La estrategia comunicacional del Gobierno ha resultado exitosa en estos ocho años, en parte, porque el presidente Rafael Correa es un buen sofista.
Su capacidad para revestir de construcciones lógicas sus luchas y revanchas políticas, por muy emocionales que estas resulten, parece brotar de fuentes inagotables. Por eso, su ejercicio de convencimiento y autoconvencimiento le ha dado resultados.
Sin embargo, el sofisma con el que pretendió neutralizar, en la última sabatina, las críticas al Gobierno por la orden de desalojo de la sede de la Conaie esta vez estuvo desprovisto de esa capa de barniz. Fue preocupante que, en aras de mantener una pugna con este sector del movimiento indígena, el Presidente haya relativizado su lucha; prácticamente se puso de espaldas al pasado que él aplaudió.
¿Qué habría sucedido si los presidentes Jamil Mahuad, Gustavo Noboa o Lucio Gutiérrez desalojaban a los indígenas de la sede de la Conaie, los días en que todos los sectores de la llamada izquierda ecuatoriana saludaban su ejercicio de resistencia política a costa, incluso, de la ruptura del orden democrático y del sistema legal?

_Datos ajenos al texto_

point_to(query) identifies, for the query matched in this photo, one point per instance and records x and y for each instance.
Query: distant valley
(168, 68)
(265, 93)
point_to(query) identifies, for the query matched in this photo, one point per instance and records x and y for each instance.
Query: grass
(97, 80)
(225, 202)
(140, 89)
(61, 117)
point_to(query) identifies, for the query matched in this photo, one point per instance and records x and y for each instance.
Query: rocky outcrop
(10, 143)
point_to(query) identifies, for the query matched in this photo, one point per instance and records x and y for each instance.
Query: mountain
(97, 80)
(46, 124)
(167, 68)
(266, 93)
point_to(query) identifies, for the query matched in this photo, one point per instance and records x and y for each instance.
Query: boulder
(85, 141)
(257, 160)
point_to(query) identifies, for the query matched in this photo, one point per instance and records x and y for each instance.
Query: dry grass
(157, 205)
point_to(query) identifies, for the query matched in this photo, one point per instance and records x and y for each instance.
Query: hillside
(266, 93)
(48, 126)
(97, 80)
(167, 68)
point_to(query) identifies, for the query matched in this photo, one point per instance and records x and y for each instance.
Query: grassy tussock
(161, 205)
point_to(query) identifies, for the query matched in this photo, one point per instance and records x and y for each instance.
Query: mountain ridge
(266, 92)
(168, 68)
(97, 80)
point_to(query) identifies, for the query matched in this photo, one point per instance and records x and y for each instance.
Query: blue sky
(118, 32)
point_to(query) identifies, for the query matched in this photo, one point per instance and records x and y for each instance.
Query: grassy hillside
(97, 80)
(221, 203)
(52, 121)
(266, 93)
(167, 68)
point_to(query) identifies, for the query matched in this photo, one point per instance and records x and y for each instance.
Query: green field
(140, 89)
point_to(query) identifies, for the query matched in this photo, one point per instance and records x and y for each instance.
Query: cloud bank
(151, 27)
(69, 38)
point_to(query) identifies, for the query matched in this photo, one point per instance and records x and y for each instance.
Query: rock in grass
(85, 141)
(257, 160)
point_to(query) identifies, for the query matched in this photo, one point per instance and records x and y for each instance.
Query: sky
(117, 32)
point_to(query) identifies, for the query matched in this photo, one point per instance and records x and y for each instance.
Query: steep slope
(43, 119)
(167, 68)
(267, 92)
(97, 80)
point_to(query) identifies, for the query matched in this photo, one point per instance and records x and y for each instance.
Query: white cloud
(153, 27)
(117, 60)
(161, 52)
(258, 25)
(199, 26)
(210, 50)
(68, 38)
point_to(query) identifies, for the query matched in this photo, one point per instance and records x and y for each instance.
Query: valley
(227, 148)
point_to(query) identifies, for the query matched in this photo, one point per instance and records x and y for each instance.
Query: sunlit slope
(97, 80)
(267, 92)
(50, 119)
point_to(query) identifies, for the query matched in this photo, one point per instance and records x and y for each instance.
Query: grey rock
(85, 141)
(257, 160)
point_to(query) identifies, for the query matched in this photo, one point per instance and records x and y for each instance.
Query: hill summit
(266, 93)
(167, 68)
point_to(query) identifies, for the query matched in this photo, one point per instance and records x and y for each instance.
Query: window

Muchos de los dirigentes de aquella izquierda, que hoy son parte del Gobierno, sí se acercaron a Lourdes Tibán a solidarizarse por la sorpresiva orden. Algunos se atrevieron a poner algo en sus cuentas de Twitter, pero la mayoría calló porque el ejercicio de convencimiento colectivo que cada sábado realiza el Presidente resulta más efectivo dentro de Alianza País que de cara a la opinión pública.
Recurrir a imágenes de archivo, de hace casi cinco años, para asegurar que la Conaie no merece tener una sede porque se reunió con Miguel Palacios Frugone, de la Junta Cívica de Guayaquil, es disimular una historia de rebeldía y accionar político. Y al pretender anularla con un trámite burocrático, el presidente Correa cae en un triste ejercicio de autoconvencimiento de que la lucha indígena jamás lo motivó.